The beat was also used in the Sharyn Maceren track "Reverse" from the album The One, released in late 2018.

==Cover versions==
- Kid Sister recorded a hip-hop cover version of "Lookout Weekend" featuring Nina Sky for the soundtrack of the MTV reality show Jersey Shore.
- Janet Jackson released a cover version of "Lookout Weekend", retitled as "Weekend", as a free digital download on her website as a gift to her fans prior to the release of her 2006 album 20 Y.O. Her cover of the song was also featured in a making-of documentary for 20 Y.O. that appeared on a bonus DVD included with the album.
- Daron Malakian from System of a Down has sung a part of "Lookout Weekend" live as the intro to "Sugar".
- The Black Eyed Peas covered "Lookout Weekend" with Esthero for their 2000 album Bridging the Gap, simply titled "Weekends"
- Kelis sampled the same melody from "Lookout Weekend" & "When I Hear Music" in her 2006 Album Kelis Was Here on the track "Weekend".
- Buzz Fuzz used the melody from "When I Hear Music" on the track "King of the Beats", combined with a sample from "Get Busy" by Disco Four.
- Dan Bryk recorded a medley of "Lookout Weekend" and Graham Parker's "The Weekend's Too Short" on his 2003 covers album If I Were You.
- Randy Ramirez recorded a hard rock version of "When I Hear Music" that is featured on his Myspace.
- Jason Mraz has sung a part of "Lookout Weekend" in the middle of one of his songs live.

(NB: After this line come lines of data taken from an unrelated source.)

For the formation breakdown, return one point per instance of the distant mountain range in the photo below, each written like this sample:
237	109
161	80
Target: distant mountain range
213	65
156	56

- Lady Tigra of L'Trimm covered "When I Hear Music" in the episode "Band" of the children's television show Yo Gabba Gabba!, which first aired on October 15, 2009.
- In 2014 EDM DJ Jauz did a remix of "When I Hear Music" which turned out to be a huge success for him. The two even performed the song together at the Fillmore in Philadelphia in 2015.

==In popular culture==
- "Lookout Weekend" is featured in the 2019 film Ma.
- "When I Hear Music" is featured in Call of Duty: Infinite Warfare on the map Zombies in Spaceland.